Luke Graham
4/12/2005 12:47:00 AM
On Apr 11, 2005 5:49 PM, Robert Klemme <bob.news@gmx.net> wrote:
>
> "Luke Graham" <spoooq@gmail.com> schrieb im Newsbeitrag
> news:c6afaed005041020493e803be4@mail.gmail.com...
> > Hi list,
> >
> > Ive taken a quick look at groovy for the first time, and saw an
> > interesting idea. Using xml to build an object tree, its possible to
> > write code like this...
> >
> > <foo>
> > <bar>
> > <jim age="1"/>
> > <joe age="2"/>
> > </bar>
> > <bar/>
> > </foo>
> >
> > foo.bar.star.select { |it| it[@age] == "1" && it.parent.name == "bar"

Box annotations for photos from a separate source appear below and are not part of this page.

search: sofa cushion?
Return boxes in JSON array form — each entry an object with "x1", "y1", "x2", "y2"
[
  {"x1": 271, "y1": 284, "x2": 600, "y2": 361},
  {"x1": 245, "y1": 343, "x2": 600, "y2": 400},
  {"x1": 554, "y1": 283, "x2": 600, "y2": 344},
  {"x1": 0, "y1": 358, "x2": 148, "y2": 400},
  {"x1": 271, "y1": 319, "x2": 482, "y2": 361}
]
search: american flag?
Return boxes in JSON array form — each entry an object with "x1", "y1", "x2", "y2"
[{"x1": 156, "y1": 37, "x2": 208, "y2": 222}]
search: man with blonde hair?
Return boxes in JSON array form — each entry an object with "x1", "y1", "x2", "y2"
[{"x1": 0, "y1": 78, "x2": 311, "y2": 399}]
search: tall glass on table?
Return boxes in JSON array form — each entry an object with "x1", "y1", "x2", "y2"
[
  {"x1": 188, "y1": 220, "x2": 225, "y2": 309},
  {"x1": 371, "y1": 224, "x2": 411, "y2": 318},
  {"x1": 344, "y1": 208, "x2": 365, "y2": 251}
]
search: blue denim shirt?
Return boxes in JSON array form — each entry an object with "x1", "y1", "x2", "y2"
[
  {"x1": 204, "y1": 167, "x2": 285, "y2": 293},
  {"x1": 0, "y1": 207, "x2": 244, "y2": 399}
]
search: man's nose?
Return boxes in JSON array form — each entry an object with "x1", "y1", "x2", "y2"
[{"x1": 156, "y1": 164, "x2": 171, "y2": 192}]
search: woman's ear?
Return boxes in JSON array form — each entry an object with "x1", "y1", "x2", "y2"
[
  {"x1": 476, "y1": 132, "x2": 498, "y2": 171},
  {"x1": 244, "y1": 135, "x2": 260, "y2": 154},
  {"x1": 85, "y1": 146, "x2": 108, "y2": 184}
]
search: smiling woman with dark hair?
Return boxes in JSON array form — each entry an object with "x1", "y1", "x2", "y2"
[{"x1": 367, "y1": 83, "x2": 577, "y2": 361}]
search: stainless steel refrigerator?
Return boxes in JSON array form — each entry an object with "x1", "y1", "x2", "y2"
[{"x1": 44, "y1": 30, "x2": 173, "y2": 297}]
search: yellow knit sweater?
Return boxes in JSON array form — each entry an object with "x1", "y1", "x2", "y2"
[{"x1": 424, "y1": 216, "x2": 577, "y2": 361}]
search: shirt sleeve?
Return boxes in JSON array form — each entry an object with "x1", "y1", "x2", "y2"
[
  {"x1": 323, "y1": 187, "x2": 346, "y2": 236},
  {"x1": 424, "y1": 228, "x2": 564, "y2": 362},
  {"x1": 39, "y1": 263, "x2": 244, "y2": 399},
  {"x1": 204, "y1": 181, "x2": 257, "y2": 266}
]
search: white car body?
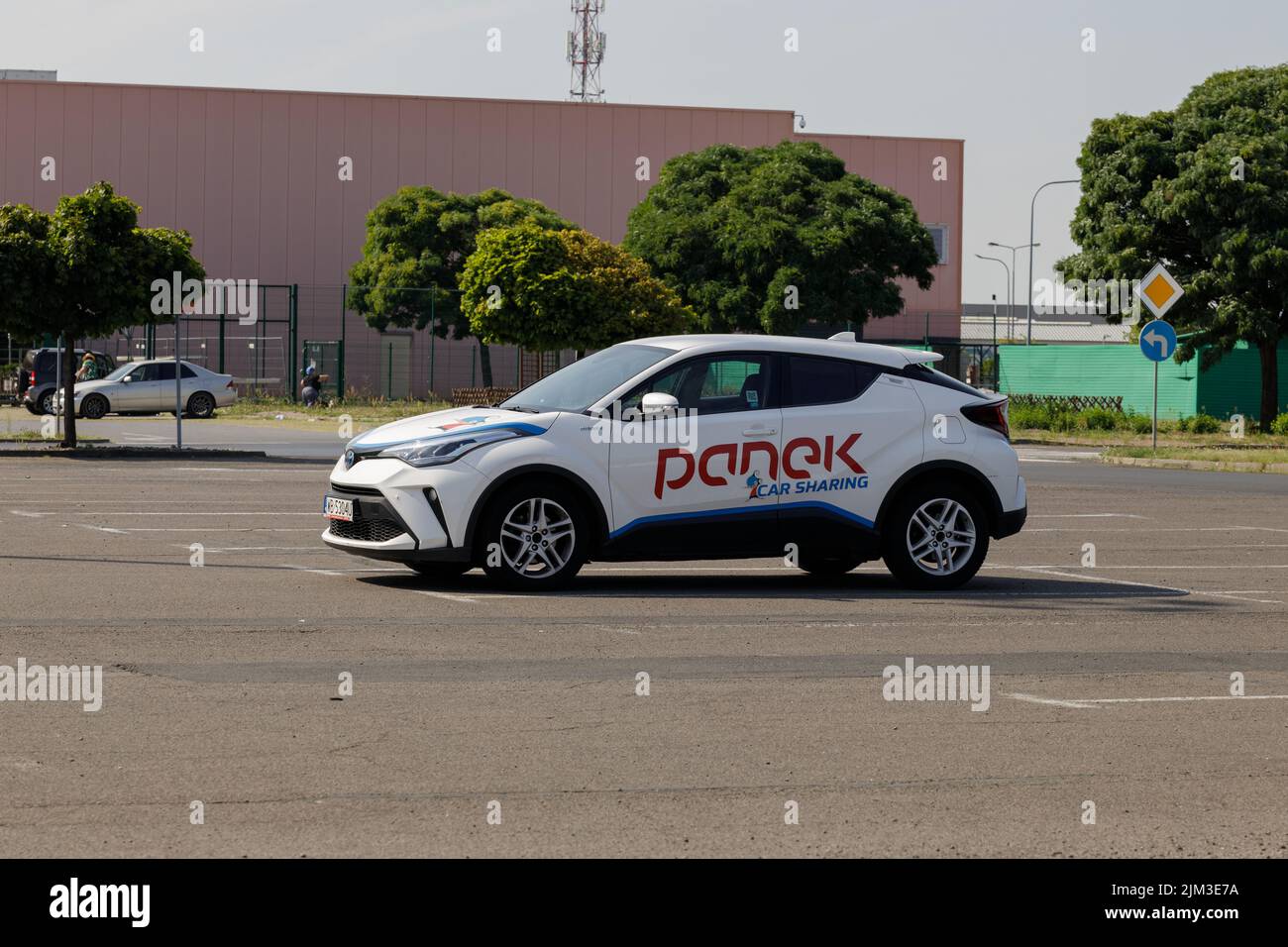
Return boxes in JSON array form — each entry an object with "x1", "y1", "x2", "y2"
[
  {"x1": 322, "y1": 334, "x2": 1026, "y2": 587},
  {"x1": 56, "y1": 359, "x2": 237, "y2": 417}
]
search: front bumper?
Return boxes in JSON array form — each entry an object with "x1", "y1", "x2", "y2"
[{"x1": 322, "y1": 459, "x2": 485, "y2": 562}]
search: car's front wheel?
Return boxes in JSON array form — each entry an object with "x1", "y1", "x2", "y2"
[
  {"x1": 185, "y1": 391, "x2": 215, "y2": 417},
  {"x1": 81, "y1": 394, "x2": 107, "y2": 421},
  {"x1": 881, "y1": 481, "x2": 988, "y2": 588},
  {"x1": 480, "y1": 480, "x2": 590, "y2": 591}
]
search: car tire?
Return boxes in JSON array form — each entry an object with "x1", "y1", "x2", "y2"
[
  {"x1": 184, "y1": 391, "x2": 215, "y2": 417},
  {"x1": 81, "y1": 394, "x2": 108, "y2": 421},
  {"x1": 881, "y1": 480, "x2": 988, "y2": 590},
  {"x1": 796, "y1": 549, "x2": 863, "y2": 576},
  {"x1": 476, "y1": 479, "x2": 590, "y2": 591},
  {"x1": 407, "y1": 562, "x2": 474, "y2": 582}
]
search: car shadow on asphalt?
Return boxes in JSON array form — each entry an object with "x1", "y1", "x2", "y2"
[{"x1": 357, "y1": 570, "x2": 1216, "y2": 612}]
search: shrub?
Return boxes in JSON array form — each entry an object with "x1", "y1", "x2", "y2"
[
  {"x1": 1127, "y1": 414, "x2": 1154, "y2": 434},
  {"x1": 1082, "y1": 407, "x2": 1122, "y2": 430},
  {"x1": 1051, "y1": 411, "x2": 1078, "y2": 430},
  {"x1": 1189, "y1": 414, "x2": 1224, "y2": 434},
  {"x1": 1008, "y1": 404, "x2": 1051, "y2": 430}
]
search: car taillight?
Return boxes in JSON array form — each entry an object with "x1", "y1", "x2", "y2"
[{"x1": 962, "y1": 398, "x2": 1012, "y2": 441}]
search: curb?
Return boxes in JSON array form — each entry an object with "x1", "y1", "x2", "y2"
[
  {"x1": 1100, "y1": 456, "x2": 1288, "y2": 474},
  {"x1": 0, "y1": 446, "x2": 268, "y2": 463}
]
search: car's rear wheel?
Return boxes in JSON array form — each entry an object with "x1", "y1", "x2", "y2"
[
  {"x1": 81, "y1": 394, "x2": 107, "y2": 421},
  {"x1": 184, "y1": 391, "x2": 215, "y2": 417},
  {"x1": 881, "y1": 481, "x2": 988, "y2": 588},
  {"x1": 407, "y1": 562, "x2": 473, "y2": 582},
  {"x1": 480, "y1": 480, "x2": 590, "y2": 591}
]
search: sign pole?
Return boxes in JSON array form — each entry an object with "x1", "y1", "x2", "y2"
[
  {"x1": 174, "y1": 312, "x2": 183, "y2": 451},
  {"x1": 1154, "y1": 362, "x2": 1158, "y2": 454}
]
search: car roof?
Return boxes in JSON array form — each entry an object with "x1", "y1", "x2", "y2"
[{"x1": 626, "y1": 333, "x2": 941, "y2": 368}]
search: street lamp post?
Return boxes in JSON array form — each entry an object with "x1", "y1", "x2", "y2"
[
  {"x1": 975, "y1": 254, "x2": 1015, "y2": 389},
  {"x1": 988, "y1": 240, "x2": 1042, "y2": 342},
  {"x1": 1025, "y1": 177, "x2": 1082, "y2": 346}
]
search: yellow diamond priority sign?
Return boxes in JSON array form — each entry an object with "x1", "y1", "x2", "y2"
[{"x1": 1136, "y1": 263, "x2": 1185, "y2": 320}]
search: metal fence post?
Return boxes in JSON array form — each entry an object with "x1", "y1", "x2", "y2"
[{"x1": 286, "y1": 282, "x2": 300, "y2": 401}]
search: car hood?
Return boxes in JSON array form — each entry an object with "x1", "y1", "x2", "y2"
[
  {"x1": 345, "y1": 407, "x2": 559, "y2": 454},
  {"x1": 58, "y1": 378, "x2": 116, "y2": 398}
]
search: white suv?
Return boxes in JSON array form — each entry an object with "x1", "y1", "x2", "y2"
[{"x1": 322, "y1": 333, "x2": 1027, "y2": 588}]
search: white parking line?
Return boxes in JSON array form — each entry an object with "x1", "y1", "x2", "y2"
[
  {"x1": 1002, "y1": 693, "x2": 1288, "y2": 710},
  {"x1": 1014, "y1": 566, "x2": 1283, "y2": 605}
]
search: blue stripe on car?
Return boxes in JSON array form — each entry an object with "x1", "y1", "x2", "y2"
[
  {"x1": 608, "y1": 500, "x2": 876, "y2": 539},
  {"x1": 349, "y1": 421, "x2": 546, "y2": 451}
]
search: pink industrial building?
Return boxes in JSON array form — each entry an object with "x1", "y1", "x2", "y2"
[{"x1": 0, "y1": 80, "x2": 963, "y2": 394}]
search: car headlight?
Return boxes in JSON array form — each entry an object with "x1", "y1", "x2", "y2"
[{"x1": 376, "y1": 428, "x2": 525, "y2": 467}]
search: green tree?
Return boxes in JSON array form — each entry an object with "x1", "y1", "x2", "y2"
[
  {"x1": 349, "y1": 187, "x2": 574, "y2": 385},
  {"x1": 0, "y1": 181, "x2": 206, "y2": 447},
  {"x1": 1060, "y1": 65, "x2": 1288, "y2": 432},
  {"x1": 461, "y1": 223, "x2": 697, "y2": 352},
  {"x1": 623, "y1": 142, "x2": 937, "y2": 333}
]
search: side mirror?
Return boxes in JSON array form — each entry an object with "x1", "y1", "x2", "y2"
[{"x1": 640, "y1": 391, "x2": 680, "y2": 417}]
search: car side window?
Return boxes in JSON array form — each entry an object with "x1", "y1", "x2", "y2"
[
  {"x1": 786, "y1": 356, "x2": 880, "y2": 407},
  {"x1": 622, "y1": 353, "x2": 772, "y2": 415}
]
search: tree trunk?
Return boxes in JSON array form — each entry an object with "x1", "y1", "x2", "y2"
[
  {"x1": 1259, "y1": 340, "x2": 1279, "y2": 434},
  {"x1": 63, "y1": 339, "x2": 76, "y2": 447}
]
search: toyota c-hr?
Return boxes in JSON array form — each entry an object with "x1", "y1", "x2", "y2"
[{"x1": 322, "y1": 333, "x2": 1027, "y2": 588}]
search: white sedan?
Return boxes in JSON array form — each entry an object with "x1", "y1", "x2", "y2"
[{"x1": 56, "y1": 359, "x2": 237, "y2": 419}]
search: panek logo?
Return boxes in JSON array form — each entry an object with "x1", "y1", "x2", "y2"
[
  {"x1": 49, "y1": 878, "x2": 152, "y2": 927},
  {"x1": 152, "y1": 270, "x2": 259, "y2": 326},
  {"x1": 881, "y1": 657, "x2": 992, "y2": 710},
  {"x1": 0, "y1": 657, "x2": 103, "y2": 714}
]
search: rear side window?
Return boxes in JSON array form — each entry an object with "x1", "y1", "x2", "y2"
[{"x1": 785, "y1": 356, "x2": 880, "y2": 407}]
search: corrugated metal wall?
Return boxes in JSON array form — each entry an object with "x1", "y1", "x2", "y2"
[
  {"x1": 0, "y1": 81, "x2": 965, "y2": 384},
  {"x1": 999, "y1": 343, "x2": 1288, "y2": 420}
]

> > && it.star.count == 0 }
> >
> > Note that foo.bar and foo.bar.star are not arrays, rather
> > transparently hide multiple elements in one object. Requesting a value
> > would be handled by the first element.
> >
> > The interesting part is that theres no quotes around the path
> > expression, its just evaluated in the context of bar. Complex
> > expressions could be broken into multiple selects and combined with
> > normal array operations.
> >
> > Im sure someones done the xml->object (method in this case) thing, but
> > has the native path trick been tried in ruby yet?
>
> REXML comes pretty close. I'm sure with a small addition like this one
> you get pretty far:
>
> class REXML::Element
> def method_missing(sym,*a,&b)
> elements[sym.to_s] or super
> end
> end
>
> Maybe you should add this to module REXML::Node.
>
> > PS. Extra kudos if someone implements not only the above, but foo.bar
> > { ... }, where foo and bar are methods...
>
> Dunno what you mean here. foo and bar have to be methods.